DAILY RITUALS OF THE SELF-IDENTIFIED "ENTREPRENEUR"

  1. Wake up
  2. Snort 15 adderall
  3. Tweet about waking up early to lift weights
  4. Put on neon green Nike sweatsuit w/ black lettering/logo and do six sets of 20 push-ups on front lawn
  5. Check LinkedIn, log off angry
  6. Tweet about "being blessed for another day to grind it out for the lord"
  7. Write down motivation axioms in blue Meade notebook
  8. Drive silver Acura to town gas station and buy large Arctic Frost Gatorade to mix pre-workout with
  9. Drive to gym to meet up with Cody for leg day
  10. Squat 405 three times and throw up blood afterward and tweet about throwing up blood after squatting 405 three times
  11. Stop at chipotle on way home and ask for "extra chicken, of course, big man"
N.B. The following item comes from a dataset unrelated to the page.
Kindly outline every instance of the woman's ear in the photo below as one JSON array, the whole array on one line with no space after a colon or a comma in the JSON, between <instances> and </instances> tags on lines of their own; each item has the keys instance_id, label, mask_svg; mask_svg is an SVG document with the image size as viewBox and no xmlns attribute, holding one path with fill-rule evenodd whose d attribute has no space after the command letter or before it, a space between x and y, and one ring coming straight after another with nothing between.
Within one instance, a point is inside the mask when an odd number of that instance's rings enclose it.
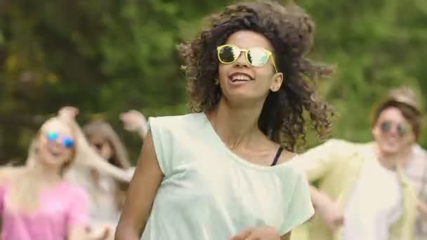
<instances>
[{"instance_id":1,"label":"woman's ear","mask_svg":"<svg viewBox=\"0 0 427 240\"><path fill-rule=\"evenodd\" d=\"M282 72L277 72L272 75L272 81L270 86L270 90L272 92L277 92L280 89L282 84L283 83L283 74Z\"/></svg>"}]
</instances>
  12. Play bocci ball with Grandpa because you live with your Italian grandparents in New Jersey
  13. Watch the Marcus Dupree 30-for-30 on your DVR
  14. Borrow 30 dollars from your Italian grandma for haircut
  15. Tweet about haircut
  16. Go on Tindr on iPhone 4s while getting haircut
  17. Get rejected
  18. Laugh audibly during haircut at getting rejected whilst man cutting your hair (trying to talk to you this whole time) starts laughing awkwardly along with you.